This paper addresses the fundamental problem of testing the independent and identically distributed (IID) assumption in statistical modeling, particularly for random objects residing in general metric spaces. We propose a universal nonparametric test based on a novel off-diagonal sequential U-process as the test statistic. Our key theoretical contributions include: (i) establishing the first Gaussian approximation for the supremum of this process, accompanied by a non-asymptotic coupling error bound; and (ii) developing a jackknife multiplier bootstrap procedure for accurate inference without specifying alternative hypotheses. The method is sensitive to diverse violations of IID—such as temporal dependence, spatial correlation, and distributional drift—while requiring no parametric assumptions. Extensive simulations and real-data applications demonstrate superior detection power and broader applicability compared to existing approaches. Overall, the proposed framework provides a rigorous, robust, and broadly applicable theoretical tool for IID validation in complex, high-dimensional, and non-Euclidean data settings.

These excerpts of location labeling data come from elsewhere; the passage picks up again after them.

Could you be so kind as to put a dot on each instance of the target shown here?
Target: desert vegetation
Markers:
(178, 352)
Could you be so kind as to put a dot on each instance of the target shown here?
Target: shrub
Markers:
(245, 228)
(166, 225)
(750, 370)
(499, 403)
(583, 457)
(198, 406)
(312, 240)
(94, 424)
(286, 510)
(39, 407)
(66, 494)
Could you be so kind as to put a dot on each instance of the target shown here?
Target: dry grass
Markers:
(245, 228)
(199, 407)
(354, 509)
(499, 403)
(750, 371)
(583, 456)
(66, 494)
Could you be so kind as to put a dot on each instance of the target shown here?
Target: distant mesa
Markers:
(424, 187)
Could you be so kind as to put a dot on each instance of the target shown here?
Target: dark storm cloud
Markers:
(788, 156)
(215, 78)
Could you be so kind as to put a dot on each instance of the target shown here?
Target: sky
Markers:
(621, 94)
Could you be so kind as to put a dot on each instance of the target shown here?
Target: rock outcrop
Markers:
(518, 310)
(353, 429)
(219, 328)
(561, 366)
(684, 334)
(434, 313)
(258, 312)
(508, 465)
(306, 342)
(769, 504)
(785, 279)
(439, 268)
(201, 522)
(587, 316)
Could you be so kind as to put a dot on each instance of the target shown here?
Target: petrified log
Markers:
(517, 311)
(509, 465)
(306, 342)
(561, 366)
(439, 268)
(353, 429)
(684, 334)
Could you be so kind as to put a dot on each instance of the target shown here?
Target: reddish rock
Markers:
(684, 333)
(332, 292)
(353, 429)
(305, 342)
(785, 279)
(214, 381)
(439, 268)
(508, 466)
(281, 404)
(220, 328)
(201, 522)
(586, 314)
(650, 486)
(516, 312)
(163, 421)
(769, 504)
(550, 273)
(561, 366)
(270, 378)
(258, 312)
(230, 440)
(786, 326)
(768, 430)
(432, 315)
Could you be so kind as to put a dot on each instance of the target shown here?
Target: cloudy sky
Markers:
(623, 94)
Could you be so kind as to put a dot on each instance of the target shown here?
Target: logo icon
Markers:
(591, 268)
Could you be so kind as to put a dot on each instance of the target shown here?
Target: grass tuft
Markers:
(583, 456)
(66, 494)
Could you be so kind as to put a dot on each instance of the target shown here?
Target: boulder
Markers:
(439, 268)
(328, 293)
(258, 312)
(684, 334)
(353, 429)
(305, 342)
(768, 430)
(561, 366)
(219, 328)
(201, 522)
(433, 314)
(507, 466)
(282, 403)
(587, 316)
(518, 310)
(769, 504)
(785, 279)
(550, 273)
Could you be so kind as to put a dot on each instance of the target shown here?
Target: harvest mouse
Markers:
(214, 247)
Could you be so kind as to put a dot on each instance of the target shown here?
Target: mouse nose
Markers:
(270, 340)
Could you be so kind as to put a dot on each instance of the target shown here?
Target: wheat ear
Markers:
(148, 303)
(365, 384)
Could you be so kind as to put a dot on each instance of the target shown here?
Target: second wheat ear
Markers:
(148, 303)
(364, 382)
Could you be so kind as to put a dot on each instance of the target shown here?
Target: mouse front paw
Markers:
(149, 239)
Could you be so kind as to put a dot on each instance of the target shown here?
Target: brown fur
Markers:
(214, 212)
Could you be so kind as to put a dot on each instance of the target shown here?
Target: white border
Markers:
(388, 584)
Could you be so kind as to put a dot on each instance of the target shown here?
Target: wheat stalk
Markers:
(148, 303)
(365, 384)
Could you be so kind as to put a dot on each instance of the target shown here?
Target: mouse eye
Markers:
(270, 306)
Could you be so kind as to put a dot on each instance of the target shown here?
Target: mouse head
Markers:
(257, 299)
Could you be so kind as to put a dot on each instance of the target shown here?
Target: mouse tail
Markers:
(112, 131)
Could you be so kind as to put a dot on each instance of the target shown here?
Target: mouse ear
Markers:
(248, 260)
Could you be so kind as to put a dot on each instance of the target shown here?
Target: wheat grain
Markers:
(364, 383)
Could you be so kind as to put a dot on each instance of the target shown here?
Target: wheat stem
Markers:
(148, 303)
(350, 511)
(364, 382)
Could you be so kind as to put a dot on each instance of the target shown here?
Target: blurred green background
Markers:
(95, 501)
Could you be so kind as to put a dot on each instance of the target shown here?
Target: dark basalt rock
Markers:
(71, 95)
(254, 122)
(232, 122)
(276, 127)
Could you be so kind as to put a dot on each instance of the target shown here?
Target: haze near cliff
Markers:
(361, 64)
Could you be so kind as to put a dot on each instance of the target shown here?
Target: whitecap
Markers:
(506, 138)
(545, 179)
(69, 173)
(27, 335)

We propose a simple and intuitive test for arguably the most prevailing hypothesis in statistics that data are independent and identically distributed (IID), based on a newly introduced off-diagonal sequential U-process. This IID test is fully nonparametric and applicable to random objects in general spaces, while requiring no specific alternatives such as structural breaks or serial dependence, which allows for detecting general types of violations of the IID assumption. An easy-to-implement jackknife multiplier bootstrap is tailored to produce critical values of the test. Under mild conditions, we establish Gaussian approximation for the proposed U-processes, and derive non-asymptotic coupling and Kolmogorov distance bounds for its maximum and the bootstrapped version, providing rigorous theoretical guarantees. Simulations and real data applications are conducted to demonstrate the usefulness and versatility compared with existing methods.